Cette polémique ne surgit pas dans le vide. La chanteuse entretient une relation ancienne avec Israël : elle a visité le pays en 2015, se rendant notamment à Jérusalem, Tel-Aviv et la mer Morte, et a plusieurs fois adressé des messages à ses fans israéliens. Elle compte aussi, de longue date, des proches et collaborateurs israéliens dans son entourage professionnel. Ces éléments, bien connus des amateurs de pop comme des médias people, ont été ressortis et parfois exagérés par certains militants pour alimenter l’idée d’un « agenda caché ».

En réalité, le cas Mariah Carey s’inscrit dans une controverse beaucoup plus large autour du nouveau système de transparence de X. Le module « About this account » ou « Account based in » a déjà mis en lumière de nombreux comptes politiques se présentant comme enracinés dans un pays… alors qu’ils seraient administrés depuis d’autres régions du monde. Des influenceurs pro-MAGA révélés à l’étranger, des pseudo-militants se réclamant de Gaza ou d’Israël installés en Inde ou en Europe : la fonction a mis au jour des décalages qui nourrissent les accusations de manipulation et de propagande coordonnée.

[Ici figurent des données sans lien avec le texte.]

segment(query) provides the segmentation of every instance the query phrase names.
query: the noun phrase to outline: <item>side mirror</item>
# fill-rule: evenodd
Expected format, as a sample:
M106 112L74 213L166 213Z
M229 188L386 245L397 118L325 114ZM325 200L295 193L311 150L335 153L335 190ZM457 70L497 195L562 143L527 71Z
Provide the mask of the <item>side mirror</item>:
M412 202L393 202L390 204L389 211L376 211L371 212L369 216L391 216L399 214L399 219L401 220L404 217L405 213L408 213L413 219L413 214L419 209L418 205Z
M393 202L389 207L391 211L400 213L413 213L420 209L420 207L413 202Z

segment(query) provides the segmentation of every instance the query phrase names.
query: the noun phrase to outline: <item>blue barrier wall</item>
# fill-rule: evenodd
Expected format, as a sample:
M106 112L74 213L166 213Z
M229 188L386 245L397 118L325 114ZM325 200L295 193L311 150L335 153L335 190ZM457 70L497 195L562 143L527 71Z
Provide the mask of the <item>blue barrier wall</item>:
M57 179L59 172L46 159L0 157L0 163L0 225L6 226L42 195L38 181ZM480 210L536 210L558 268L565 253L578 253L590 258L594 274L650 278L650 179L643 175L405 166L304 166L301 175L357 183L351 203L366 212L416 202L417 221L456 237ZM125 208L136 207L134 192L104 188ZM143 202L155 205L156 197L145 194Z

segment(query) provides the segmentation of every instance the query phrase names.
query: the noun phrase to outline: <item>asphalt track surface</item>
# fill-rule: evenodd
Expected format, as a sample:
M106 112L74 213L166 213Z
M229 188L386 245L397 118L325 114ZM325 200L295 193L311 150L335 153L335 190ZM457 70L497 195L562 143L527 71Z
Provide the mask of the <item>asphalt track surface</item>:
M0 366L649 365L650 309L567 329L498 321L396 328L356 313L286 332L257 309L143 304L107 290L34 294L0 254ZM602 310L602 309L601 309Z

L’outil, présenté par X comme un moyen de lutter contre les « fermes de trolls » et les campagnes d’ingérence, se heurte aussi à de vives critiques. Des spécialistes de la vie privée et des ONG de défense des droits numériques s’inquiètent du risque de mise en danger d’opposants, de journalistes ou de militants vivant sous des régimes autoritaires. La question de la fiabilité même de la localisation – parfois liée à un App Store, un VPN ou un numéro de téléphone – est également pointée du doigt : un simple administrateur étranger, comme dans le cas Carey, peut suffire à brouiller la réalité.

Au milieu de ces enjeux lourds, Mariah Carey devient malgré elle l’écran sur lequel se projettent toutes les tensions autour d’Israël et de la cause palestinienne. Pour les uns, la moindre connexion avec l’État hébreu justifie l’exigence de boycotts et de prises de position publiques ; pour d’autres, il est absurde de transformer une erreur technique ou un détail de gestion de compte en test de pureté politique. Entre ces deux camps, une partie du public rappelle qu’une artiste peut avoir des amis, des attachés de presse ou des managers israéliens sans que chaque bug informatique se transforme en manifeste géopolitique.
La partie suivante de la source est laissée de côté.